By Gertrude Ankah Nyavi, Banjul- Gambia
African governments have been urged to see accessibility to clean drinking water as a human rights issue other than a basic need and essential to the realisation of all human rights.
Making the call, the NGO Forum on Human Rights in Africa also asked Africa’s Commission on Human Rights to urge AU states to cooperate in the management of their trans-boundary water resources, as expressed in international customary law, in accordance with their human rights obligations.
Recallingthe Resolution of the African Commission requiring a human rights-based approach to natural resources, including water resources, the group said the Commission had been charged to ensure African states protected the quality of international water resources as sources of drinking water.
At a briefing with a member of the commission in-charge of Economic, Social and Cultural Right, Mrs Sahli Fadel Maya on a resolution to be presented at the 54rd African Charter on Human and People’s Rights in the Republic of Gambia on Wednesday October 23, the group also called on governments to first secure water allocation to satisfy vital human needs.
This, they said included drinking water as well as water for subsistence farming and water for securing the livelihood of dependent riparian populations, in determining an equitable and reasonable use of an international watercourse or aquifer.
According to the group, Africa has 63 trans-boundary river basins, representing 93% freshwater of the continent, which indicates every African country has a trans-boundary watercourse.
They emphasised that freshwater is a key factor in sustainable development and is essential for the protection of basic human rights, e.g. health, food, and energy.
The NGOs observed that climate change, water overuse and pollution jeopardised the human rights of present and future generations.
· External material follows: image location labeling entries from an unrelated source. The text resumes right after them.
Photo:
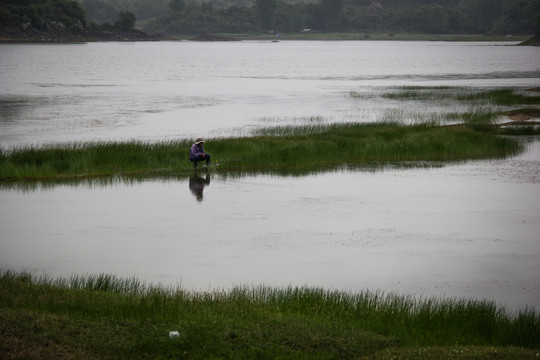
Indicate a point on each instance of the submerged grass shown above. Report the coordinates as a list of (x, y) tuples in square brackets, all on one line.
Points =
[(106, 317), (300, 147)]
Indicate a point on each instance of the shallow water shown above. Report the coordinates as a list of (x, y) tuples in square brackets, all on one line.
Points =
[(169, 90), (468, 229), (461, 230)]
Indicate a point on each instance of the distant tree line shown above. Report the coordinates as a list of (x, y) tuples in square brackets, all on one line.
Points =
[(239, 16), (42, 14), (58, 16), (424, 16)]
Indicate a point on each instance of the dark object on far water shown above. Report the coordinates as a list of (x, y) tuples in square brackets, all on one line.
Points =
[(534, 41), (210, 37)]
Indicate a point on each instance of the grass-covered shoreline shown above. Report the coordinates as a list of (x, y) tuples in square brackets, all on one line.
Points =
[(105, 317), (458, 135)]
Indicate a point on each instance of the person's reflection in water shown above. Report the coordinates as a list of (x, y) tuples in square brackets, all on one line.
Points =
[(197, 184)]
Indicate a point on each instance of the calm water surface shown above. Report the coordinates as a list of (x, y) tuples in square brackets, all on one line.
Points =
[(164, 90), (467, 229)]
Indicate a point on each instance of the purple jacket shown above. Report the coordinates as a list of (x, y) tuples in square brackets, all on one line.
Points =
[(196, 150)]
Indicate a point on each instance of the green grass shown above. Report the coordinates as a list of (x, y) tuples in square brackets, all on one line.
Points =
[(304, 147), (104, 317)]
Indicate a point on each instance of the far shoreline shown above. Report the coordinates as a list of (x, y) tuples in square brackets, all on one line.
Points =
[(140, 36)]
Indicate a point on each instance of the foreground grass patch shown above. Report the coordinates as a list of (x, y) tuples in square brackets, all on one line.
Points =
[(307, 147), (109, 318)]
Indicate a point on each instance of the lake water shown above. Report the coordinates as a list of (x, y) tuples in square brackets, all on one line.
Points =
[(468, 229)]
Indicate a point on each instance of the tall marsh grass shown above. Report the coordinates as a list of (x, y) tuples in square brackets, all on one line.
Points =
[(300, 320), (310, 146)]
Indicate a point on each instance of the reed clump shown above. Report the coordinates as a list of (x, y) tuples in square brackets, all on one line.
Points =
[(302, 147), (103, 316)]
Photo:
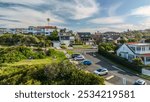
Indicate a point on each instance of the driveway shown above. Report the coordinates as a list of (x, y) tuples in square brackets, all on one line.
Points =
[(116, 75)]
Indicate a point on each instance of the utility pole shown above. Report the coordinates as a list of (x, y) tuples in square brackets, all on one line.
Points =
[(48, 20)]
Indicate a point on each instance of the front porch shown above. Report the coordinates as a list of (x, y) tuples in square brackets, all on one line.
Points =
[(146, 59)]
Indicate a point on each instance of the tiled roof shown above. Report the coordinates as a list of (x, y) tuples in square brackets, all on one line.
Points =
[(47, 27)]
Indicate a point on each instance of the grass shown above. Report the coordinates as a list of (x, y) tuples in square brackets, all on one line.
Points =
[(70, 52), (82, 46), (32, 62)]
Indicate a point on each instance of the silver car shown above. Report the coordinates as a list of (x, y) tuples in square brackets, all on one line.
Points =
[(101, 71), (140, 82)]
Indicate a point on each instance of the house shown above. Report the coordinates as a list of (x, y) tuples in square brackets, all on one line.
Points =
[(85, 37), (66, 38), (46, 30), (130, 51), (3, 30), (115, 38), (56, 44)]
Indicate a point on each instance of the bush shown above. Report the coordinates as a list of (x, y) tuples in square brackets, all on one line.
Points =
[(63, 73), (63, 46), (15, 54), (120, 60)]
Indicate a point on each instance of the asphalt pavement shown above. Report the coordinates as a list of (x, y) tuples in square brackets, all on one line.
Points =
[(116, 75)]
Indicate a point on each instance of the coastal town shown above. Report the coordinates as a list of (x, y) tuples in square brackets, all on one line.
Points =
[(124, 56), (47, 42)]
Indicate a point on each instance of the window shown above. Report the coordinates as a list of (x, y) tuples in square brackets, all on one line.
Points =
[(133, 48), (147, 59), (143, 48), (138, 48)]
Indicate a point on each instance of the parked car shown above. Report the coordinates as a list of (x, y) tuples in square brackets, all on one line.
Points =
[(79, 58), (86, 62), (75, 55), (140, 82), (94, 47), (101, 71)]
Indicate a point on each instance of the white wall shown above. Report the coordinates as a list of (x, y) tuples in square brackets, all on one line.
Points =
[(125, 49), (146, 72), (66, 42)]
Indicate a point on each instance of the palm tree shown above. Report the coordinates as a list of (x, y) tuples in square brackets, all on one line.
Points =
[(48, 20)]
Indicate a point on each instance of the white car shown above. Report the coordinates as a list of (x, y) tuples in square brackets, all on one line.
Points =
[(79, 58), (140, 82), (101, 71)]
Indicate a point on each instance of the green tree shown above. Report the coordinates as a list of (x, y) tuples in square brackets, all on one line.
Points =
[(137, 61)]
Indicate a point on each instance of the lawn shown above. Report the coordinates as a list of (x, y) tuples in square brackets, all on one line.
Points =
[(33, 62), (82, 46)]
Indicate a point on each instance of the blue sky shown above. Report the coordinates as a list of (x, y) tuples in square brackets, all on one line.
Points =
[(77, 15)]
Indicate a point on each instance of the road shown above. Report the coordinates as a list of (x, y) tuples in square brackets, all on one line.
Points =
[(116, 76)]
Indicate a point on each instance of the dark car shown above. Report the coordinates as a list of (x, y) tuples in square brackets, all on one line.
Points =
[(140, 82), (86, 62), (75, 55)]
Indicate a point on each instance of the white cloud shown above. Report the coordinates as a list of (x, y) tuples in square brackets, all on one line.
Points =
[(112, 10), (84, 9), (141, 11), (24, 1), (108, 20), (28, 17)]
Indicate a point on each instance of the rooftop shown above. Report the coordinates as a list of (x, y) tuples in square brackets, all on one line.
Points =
[(138, 44)]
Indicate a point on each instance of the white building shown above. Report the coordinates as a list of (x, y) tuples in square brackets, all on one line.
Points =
[(66, 38), (135, 50), (46, 30)]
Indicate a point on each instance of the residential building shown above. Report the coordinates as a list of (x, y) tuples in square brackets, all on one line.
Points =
[(66, 38), (46, 30), (3, 30), (130, 51), (85, 37)]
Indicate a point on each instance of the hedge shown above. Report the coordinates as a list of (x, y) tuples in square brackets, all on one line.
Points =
[(120, 60)]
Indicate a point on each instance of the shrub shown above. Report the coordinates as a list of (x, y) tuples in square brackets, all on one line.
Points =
[(120, 60)]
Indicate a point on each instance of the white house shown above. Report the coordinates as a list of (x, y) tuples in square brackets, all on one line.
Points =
[(46, 30), (135, 50), (66, 38)]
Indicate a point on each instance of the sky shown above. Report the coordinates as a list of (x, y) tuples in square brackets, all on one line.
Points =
[(77, 15)]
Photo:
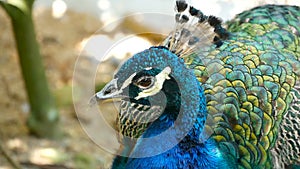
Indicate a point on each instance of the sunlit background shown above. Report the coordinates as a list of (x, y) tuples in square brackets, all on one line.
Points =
[(67, 29)]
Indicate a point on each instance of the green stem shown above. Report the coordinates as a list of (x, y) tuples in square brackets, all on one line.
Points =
[(43, 120)]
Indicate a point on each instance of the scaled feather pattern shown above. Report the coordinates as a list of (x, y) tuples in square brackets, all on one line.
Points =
[(210, 97)]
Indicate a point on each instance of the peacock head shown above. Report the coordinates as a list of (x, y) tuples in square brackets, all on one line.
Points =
[(154, 85)]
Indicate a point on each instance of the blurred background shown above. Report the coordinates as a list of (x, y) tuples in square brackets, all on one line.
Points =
[(65, 30)]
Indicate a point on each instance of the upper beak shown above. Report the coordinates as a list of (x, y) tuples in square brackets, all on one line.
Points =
[(109, 91)]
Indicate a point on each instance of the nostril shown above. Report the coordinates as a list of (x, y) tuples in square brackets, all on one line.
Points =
[(107, 91)]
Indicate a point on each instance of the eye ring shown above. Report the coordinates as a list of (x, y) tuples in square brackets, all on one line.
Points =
[(145, 82)]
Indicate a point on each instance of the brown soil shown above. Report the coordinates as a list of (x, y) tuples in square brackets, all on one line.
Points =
[(59, 40)]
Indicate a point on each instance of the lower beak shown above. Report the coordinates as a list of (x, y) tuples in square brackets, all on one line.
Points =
[(109, 91)]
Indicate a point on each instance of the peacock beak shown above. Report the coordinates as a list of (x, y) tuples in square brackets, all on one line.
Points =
[(109, 91)]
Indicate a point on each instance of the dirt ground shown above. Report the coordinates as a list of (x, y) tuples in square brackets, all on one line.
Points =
[(59, 40)]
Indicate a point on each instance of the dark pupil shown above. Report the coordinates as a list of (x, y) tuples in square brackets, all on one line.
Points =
[(145, 82)]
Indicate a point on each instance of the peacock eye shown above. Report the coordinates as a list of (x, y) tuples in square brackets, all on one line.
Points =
[(145, 82)]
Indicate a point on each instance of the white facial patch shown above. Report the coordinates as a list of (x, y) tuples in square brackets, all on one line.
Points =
[(159, 81), (128, 81)]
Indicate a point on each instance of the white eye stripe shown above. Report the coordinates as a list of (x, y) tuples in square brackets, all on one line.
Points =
[(148, 68), (128, 81), (159, 81)]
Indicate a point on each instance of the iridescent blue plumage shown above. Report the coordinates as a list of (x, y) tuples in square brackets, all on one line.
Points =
[(208, 98)]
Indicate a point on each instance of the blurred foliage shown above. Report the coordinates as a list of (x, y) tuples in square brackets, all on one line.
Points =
[(44, 119)]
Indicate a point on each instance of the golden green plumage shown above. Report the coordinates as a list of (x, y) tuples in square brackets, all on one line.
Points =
[(248, 82), (250, 76)]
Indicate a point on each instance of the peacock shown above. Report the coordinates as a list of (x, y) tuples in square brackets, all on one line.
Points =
[(210, 97)]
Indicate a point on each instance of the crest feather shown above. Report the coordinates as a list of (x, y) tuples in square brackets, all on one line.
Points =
[(194, 32)]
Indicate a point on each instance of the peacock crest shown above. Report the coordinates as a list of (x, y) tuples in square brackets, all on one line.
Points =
[(194, 32)]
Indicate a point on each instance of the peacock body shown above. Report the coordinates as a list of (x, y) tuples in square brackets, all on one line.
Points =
[(208, 97)]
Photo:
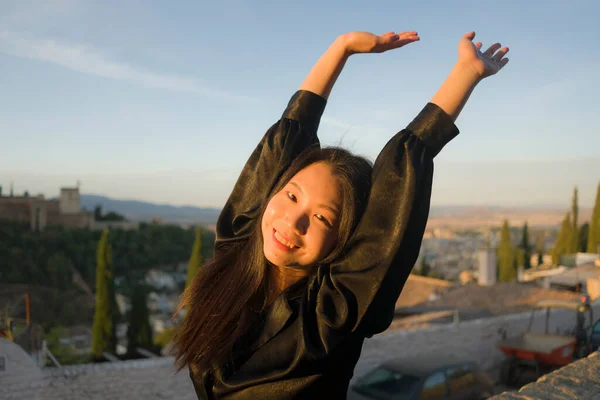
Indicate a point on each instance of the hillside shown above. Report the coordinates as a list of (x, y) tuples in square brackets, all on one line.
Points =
[(144, 211)]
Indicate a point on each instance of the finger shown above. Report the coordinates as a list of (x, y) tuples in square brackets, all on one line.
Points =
[(404, 42), (492, 49), (498, 56), (408, 34)]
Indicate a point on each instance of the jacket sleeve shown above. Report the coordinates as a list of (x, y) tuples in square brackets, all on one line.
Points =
[(282, 143), (359, 291)]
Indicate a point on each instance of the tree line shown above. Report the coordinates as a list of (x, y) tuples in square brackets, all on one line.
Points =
[(571, 239)]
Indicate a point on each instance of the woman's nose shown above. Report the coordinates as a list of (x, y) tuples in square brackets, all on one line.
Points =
[(298, 221)]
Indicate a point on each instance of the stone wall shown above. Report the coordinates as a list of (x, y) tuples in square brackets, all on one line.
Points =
[(474, 340)]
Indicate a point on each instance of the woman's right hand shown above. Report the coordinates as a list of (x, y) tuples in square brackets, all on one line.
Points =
[(365, 42)]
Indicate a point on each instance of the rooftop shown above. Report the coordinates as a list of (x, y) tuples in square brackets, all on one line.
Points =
[(579, 380), (502, 298)]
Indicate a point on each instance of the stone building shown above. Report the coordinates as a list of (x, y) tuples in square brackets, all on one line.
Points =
[(39, 212)]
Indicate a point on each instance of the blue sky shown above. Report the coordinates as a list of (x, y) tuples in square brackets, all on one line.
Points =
[(164, 101)]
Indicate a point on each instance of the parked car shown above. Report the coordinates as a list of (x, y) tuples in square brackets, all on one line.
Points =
[(595, 336), (411, 380)]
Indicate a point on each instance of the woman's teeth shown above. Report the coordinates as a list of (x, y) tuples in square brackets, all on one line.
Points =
[(283, 241)]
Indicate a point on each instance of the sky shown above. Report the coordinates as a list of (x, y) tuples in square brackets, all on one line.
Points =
[(164, 101)]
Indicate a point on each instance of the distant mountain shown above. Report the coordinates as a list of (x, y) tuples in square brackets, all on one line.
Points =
[(143, 211), (449, 216)]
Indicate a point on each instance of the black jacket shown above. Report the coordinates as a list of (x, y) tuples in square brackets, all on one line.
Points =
[(309, 340)]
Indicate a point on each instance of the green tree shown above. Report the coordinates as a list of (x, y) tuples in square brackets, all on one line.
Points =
[(139, 332), (424, 269), (583, 237), (526, 262), (60, 271), (594, 232), (195, 258), (540, 249), (574, 234), (506, 256), (103, 339), (561, 247)]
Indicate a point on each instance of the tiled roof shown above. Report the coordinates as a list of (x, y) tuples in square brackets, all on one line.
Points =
[(579, 380)]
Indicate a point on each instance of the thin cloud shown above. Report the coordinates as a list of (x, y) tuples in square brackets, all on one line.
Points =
[(87, 60)]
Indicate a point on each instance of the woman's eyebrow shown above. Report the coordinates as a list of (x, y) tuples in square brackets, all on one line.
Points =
[(322, 205)]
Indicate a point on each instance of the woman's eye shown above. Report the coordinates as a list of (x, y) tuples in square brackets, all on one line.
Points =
[(323, 219)]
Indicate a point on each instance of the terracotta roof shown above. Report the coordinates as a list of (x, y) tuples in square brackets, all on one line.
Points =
[(502, 298), (418, 289)]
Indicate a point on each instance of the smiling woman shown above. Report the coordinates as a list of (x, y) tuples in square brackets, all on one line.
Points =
[(314, 245)]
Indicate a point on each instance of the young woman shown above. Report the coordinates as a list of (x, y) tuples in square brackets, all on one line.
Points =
[(314, 245)]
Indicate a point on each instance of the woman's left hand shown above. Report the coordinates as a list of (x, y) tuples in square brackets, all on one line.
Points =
[(483, 64), (365, 42)]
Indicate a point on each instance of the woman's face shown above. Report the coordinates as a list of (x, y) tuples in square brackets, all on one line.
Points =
[(300, 223)]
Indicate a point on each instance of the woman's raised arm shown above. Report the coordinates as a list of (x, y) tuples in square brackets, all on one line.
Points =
[(322, 76), (359, 291)]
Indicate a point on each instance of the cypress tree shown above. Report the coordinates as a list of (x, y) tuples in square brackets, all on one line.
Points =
[(139, 331), (506, 256), (583, 237), (561, 247), (526, 248), (540, 249), (574, 233), (103, 330), (195, 258), (594, 232), (424, 267)]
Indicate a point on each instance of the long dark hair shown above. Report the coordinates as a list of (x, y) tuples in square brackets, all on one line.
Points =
[(233, 288)]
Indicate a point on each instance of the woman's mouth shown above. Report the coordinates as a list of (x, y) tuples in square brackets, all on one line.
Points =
[(282, 242)]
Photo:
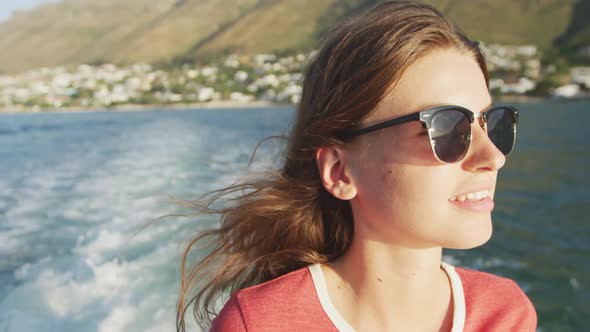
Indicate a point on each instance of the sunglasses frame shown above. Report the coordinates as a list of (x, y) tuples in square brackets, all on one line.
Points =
[(425, 117)]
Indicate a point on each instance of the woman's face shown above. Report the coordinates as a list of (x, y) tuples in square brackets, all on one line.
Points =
[(403, 194)]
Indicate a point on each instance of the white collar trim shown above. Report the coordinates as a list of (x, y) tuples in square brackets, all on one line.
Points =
[(342, 325)]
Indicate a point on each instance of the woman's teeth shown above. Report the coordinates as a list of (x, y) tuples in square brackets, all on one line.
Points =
[(471, 196)]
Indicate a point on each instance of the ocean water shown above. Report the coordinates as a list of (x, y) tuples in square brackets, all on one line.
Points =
[(75, 188)]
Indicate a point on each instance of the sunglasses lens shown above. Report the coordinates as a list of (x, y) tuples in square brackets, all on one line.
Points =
[(450, 135), (501, 127)]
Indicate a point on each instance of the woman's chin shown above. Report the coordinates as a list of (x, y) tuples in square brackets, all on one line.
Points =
[(471, 237)]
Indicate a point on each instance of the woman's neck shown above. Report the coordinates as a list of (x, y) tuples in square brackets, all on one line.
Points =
[(378, 286)]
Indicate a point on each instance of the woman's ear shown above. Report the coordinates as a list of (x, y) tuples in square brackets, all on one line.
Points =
[(334, 173)]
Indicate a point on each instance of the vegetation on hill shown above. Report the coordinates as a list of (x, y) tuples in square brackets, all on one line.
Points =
[(164, 31)]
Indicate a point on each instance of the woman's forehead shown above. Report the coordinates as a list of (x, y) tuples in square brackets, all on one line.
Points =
[(445, 77)]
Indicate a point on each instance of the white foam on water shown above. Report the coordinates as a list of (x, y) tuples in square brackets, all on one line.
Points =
[(108, 279), (121, 318)]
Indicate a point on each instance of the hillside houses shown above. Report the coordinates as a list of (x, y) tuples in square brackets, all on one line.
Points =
[(239, 79)]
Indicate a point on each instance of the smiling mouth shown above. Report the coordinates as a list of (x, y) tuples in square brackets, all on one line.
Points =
[(474, 196)]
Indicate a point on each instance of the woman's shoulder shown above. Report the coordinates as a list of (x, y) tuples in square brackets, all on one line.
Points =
[(495, 302), (289, 301)]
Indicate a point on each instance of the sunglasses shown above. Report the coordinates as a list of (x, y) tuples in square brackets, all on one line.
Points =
[(449, 129)]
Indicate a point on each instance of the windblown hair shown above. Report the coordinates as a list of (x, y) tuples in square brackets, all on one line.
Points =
[(287, 220)]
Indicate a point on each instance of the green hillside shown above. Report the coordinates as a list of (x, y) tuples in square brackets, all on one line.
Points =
[(90, 31)]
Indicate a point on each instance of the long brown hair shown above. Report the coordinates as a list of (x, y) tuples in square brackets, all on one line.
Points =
[(287, 220)]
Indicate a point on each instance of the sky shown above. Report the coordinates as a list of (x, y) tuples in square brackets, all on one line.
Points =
[(8, 6)]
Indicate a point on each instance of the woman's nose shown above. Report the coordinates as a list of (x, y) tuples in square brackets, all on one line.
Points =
[(482, 155)]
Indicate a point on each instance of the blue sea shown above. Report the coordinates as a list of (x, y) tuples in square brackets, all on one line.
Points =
[(76, 187)]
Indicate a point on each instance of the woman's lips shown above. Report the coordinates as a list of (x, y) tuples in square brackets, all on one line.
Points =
[(484, 205)]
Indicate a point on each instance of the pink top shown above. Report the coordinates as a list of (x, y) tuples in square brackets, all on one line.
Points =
[(299, 301)]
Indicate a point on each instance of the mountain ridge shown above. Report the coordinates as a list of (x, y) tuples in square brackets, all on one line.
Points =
[(86, 31)]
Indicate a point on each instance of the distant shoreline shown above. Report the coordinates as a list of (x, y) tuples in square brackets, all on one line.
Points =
[(230, 104), (144, 107)]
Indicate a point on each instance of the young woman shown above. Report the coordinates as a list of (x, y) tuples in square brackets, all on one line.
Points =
[(393, 156)]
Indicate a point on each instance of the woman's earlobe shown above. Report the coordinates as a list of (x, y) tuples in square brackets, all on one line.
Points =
[(333, 173)]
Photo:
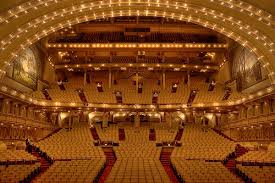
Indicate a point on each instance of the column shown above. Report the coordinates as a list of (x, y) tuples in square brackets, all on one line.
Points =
[(257, 109), (137, 81), (105, 120), (163, 80), (266, 107), (188, 79), (85, 78), (110, 78), (249, 111), (6, 106), (137, 120)]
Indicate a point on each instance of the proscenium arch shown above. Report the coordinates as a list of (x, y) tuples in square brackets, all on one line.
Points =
[(21, 31)]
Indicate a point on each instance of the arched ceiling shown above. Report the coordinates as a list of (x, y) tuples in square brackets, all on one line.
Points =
[(247, 24)]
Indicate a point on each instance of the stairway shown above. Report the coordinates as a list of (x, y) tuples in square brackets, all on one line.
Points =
[(166, 163), (222, 134), (230, 163), (121, 134), (152, 135), (94, 133), (110, 161), (43, 158), (179, 134), (45, 164)]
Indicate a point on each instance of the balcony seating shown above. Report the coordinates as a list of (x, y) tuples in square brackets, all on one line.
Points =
[(72, 171), (130, 95)]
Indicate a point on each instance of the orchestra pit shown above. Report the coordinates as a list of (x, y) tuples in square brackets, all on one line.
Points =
[(137, 91)]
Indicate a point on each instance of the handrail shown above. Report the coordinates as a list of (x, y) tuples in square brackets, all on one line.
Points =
[(253, 120), (254, 117)]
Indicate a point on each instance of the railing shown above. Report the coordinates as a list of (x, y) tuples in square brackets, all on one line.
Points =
[(20, 120), (260, 119)]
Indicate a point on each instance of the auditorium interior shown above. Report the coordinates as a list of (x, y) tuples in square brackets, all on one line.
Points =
[(137, 91)]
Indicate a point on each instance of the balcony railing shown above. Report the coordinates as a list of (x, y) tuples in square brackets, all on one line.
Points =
[(24, 121), (253, 120)]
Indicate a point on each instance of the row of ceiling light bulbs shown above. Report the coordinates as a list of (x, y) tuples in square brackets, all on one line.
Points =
[(68, 23), (239, 5), (45, 18)]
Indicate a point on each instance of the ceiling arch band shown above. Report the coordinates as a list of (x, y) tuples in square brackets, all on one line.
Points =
[(259, 41)]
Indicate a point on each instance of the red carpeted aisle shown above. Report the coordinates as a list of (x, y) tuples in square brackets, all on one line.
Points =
[(110, 161), (165, 161)]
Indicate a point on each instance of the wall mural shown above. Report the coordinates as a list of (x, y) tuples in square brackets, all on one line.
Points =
[(246, 69), (26, 67)]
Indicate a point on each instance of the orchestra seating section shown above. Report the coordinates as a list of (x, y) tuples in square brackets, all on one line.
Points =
[(164, 133), (16, 156), (258, 157), (73, 171), (137, 170), (259, 174), (16, 173), (107, 134), (137, 145), (201, 171), (130, 94), (203, 143), (71, 144)]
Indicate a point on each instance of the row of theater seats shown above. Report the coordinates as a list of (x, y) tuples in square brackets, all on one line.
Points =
[(258, 157), (203, 143), (202, 171), (106, 37), (17, 173), (136, 145), (259, 173), (15, 156), (107, 134), (73, 144), (73, 171), (164, 133), (131, 96), (137, 157), (137, 170)]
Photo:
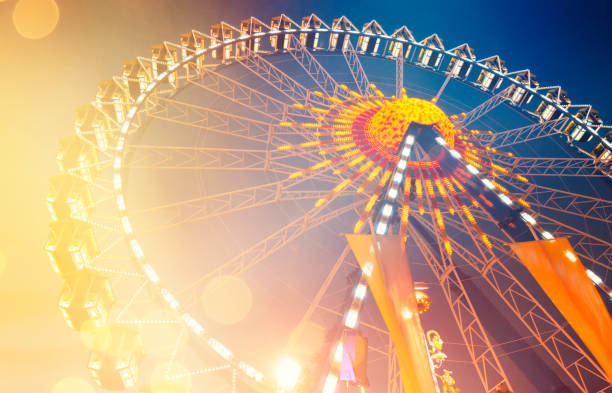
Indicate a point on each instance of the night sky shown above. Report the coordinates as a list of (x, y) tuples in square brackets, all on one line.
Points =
[(43, 81)]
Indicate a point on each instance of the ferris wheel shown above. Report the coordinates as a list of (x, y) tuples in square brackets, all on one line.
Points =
[(200, 212)]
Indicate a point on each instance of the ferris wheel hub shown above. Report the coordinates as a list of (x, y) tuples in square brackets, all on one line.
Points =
[(386, 127)]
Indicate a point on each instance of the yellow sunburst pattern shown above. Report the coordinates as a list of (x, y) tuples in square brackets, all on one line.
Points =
[(359, 138)]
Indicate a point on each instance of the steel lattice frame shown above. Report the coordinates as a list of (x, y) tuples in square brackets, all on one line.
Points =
[(156, 98)]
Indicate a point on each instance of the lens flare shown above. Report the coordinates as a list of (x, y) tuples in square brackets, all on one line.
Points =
[(35, 19), (72, 385)]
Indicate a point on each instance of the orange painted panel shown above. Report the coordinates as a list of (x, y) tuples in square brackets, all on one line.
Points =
[(558, 270), (390, 282)]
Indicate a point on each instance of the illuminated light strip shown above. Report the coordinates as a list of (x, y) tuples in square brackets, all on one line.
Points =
[(344, 121), (333, 133), (351, 164), (406, 205), (419, 190), (444, 195), (393, 189), (313, 168), (318, 143), (372, 201)]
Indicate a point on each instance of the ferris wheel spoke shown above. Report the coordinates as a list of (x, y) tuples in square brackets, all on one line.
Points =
[(241, 94), (313, 68), (209, 158), (261, 250), (217, 205), (552, 166), (359, 75), (477, 342), (219, 122), (522, 134), (208, 119), (278, 111), (274, 76), (484, 108), (587, 207), (562, 348)]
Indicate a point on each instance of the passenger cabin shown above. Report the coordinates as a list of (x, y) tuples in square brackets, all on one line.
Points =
[(71, 245), (69, 197), (431, 55), (405, 40), (249, 27), (117, 366), (370, 42), (487, 79), (137, 75), (192, 42), (220, 33), (87, 296), (576, 132), (112, 99), (546, 111), (458, 67), (94, 126), (517, 93), (281, 23), (164, 56), (339, 35), (310, 38), (77, 156)]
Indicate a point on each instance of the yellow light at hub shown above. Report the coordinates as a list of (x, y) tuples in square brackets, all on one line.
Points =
[(388, 125)]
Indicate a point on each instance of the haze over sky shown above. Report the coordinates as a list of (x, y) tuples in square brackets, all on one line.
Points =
[(43, 81)]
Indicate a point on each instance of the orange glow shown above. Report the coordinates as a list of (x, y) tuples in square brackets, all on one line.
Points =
[(306, 339), (72, 385), (170, 378), (227, 299), (35, 19)]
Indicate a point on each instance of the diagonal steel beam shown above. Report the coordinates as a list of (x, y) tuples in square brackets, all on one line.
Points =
[(482, 109)]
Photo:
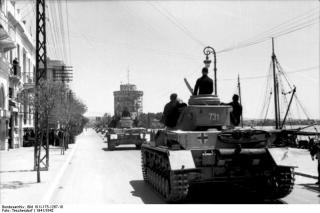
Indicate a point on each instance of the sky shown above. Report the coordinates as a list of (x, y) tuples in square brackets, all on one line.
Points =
[(161, 43)]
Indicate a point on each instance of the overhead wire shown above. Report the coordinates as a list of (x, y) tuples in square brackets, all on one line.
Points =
[(284, 28), (178, 25)]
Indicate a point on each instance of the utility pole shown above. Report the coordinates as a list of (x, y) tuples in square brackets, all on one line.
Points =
[(239, 92), (41, 70), (276, 89)]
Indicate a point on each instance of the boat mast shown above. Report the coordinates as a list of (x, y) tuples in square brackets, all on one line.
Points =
[(276, 90), (239, 92)]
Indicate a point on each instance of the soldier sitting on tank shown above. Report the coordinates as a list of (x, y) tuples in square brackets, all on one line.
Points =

Using Chad as an example, they said the surface area of Lake Chad had decreased from 25’000km2 to 1’500km2 between 1960 and 2000.
They added that the risk of water tensions had massive impact on human rights; hence there was urgent need for a legal framework for cooperation to secure human rights.
The NGOs therefore called for the establishment of multi-stakeholder management mechanisms, while ensuring that communities and individuals accessed information, and participated in the human rights impact assessment and decision-making concerning the management of international surface and groundwater resources.
They also urged the Commission to ensure that communities and individuals were entitled within their respective jurisdiction to judicial, administrative or other remedies, when the right to water and sanitation of an individual of a riparian state was threatened or violated by the activity of another state sharing the same aquifer.
The NGOs including WaterAid, Waterlex and Green Cross, raised the need to respect the principle of non-discrimination within and among neighbouring populations, and take into account the needs of vulnerable and most marginalised people, including women and children as well as displaced people, while implementing obligations.
Meanwhile, all is set for the official opening of the 54rd African Charter on Human and People’s Right to be held at Banjul in the Republic of Gambia. During the session, selected members of African states are expected to submit their human right performance report to the commission. The commissioners will then make follow up enquiries as to why some obligations were not been met by those countries.
Also, NGOs who have observatory status ACHP will be given fifteen minutes to present statement issues on human right in their various countries.
The African Charter on Human and Peoples’ Rights (also known as the Banjul Charter) is an international human rights instrument that is intended to promote and protect human rights and basic freedoms in the African continent.
Oversight and interpretation of the Charter is the task of the African Commission on Human and Peoples’ Rights, which was set up in 1987 and is now headquartered in Banjul, Gambia. A protocol to the Charter was subsequently adopted in 1998 whereby an African Court on Human and Peoples’ Rights was to be created. The protocol came into effect on 25 January 2005.